Por ello, se desestima el recurso planteado y se confirma la sentencia en su integridad.
Fallo
Que desestimando el recurso de suplicación interpuesto por DOÑA Clemencia , contra Sentencia dictada el día 16 de abril de 2018 por el Juzgado de lo Social número 3 de Granada , en los Autos número 537/17 seguidos a su instancia, en reclamación sobre INCAPACIDAD PERMANENTE, contra INSTITUTO NACIONAL DE LA SEGURIDAD SOCIAL, debemos confirmar y confirmamos la Sentencia recurrida.No se realiza condena en costas por el presente recurso.

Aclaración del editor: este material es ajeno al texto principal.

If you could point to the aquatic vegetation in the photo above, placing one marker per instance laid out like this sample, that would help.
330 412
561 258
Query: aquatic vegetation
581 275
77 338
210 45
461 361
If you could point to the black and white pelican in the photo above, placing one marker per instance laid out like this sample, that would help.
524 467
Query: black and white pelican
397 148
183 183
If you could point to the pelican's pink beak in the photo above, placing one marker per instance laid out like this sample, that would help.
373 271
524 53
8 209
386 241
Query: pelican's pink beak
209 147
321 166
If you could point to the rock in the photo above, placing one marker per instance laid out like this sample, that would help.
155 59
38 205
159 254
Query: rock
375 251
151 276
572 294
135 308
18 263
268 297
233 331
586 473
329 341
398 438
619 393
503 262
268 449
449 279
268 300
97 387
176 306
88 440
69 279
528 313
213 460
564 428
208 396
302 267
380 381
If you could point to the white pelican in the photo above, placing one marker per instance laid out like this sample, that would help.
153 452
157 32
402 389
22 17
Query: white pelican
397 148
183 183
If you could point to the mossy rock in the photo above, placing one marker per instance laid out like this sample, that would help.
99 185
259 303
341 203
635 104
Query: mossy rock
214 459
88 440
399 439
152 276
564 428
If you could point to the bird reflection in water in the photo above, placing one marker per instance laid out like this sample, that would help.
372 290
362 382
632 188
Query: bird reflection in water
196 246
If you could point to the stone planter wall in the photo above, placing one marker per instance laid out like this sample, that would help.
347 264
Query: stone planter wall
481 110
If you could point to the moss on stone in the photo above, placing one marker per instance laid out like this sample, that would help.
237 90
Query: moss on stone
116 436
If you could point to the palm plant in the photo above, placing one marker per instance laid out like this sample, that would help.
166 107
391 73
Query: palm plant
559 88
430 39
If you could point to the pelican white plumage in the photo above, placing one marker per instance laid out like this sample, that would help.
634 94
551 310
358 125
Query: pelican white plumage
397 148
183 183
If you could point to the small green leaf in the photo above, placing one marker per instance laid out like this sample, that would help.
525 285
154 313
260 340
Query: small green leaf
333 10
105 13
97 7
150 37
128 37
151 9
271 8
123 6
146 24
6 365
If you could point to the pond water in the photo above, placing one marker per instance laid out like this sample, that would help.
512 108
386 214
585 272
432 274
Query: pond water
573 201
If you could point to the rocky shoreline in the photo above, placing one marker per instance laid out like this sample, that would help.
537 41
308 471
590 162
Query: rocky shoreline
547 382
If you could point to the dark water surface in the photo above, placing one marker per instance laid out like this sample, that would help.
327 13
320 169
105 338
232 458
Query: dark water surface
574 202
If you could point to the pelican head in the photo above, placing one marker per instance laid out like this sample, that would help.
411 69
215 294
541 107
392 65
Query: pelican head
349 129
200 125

Notifíquese la presente Sentencia a las partes y a la Fiscalía del Tribunal Superior de Justicia, con advertencia de que contra la misma puede interponerse Recurso de Casación para la Unificación de Doctrina que previene el art. 218 de la Ley Reguladora de la Jurisdicción Social y que habrá de prepararse ante esta Sala dentro de los DIEZ DÍAS siguientes al de su notificación, con los requisitos previstos en los números 2 y 3 del art. 221, debiéndose efectuar, según proceda, las consignaciones previstas en los arts. 229 y 230 de la misma, siendo la Cuenta de Depósitos y Consignaciones de esta Sala la abierta en la entidad bancaria Santander Oficina C/ Reyes Católicos, 36 de esta Capital con núm. 1758.0000.80.1985.18. Si el ingreso se efectuare por transferencia bancaria, habrá de hacerse en la cuenta del Banco de Santander ES55 0049 3569 9200 0500 1274, debiendo indicar el beneficiario y en 'concepto' se consignarán los 16 dígitos del número de cuenta 1758.0000.80.1985.18. Y pudiendo sustituir tal ingreso por aval bancario solidario de duración indefinida y pagadero a primer requerimiento emitido por entidad de crédito, sin cuyos requisitos se tendrá por no preparado el recurso.
Así por esta nuestra Sentencia, lo pronunciamos, mandamos y firmamos.
PUBLICACIÓN: La anterior sentencia ha sido leída y publicada en el día de su fecha por la Iltma. Sra. Magistrado Ponente, de lo que doy fe.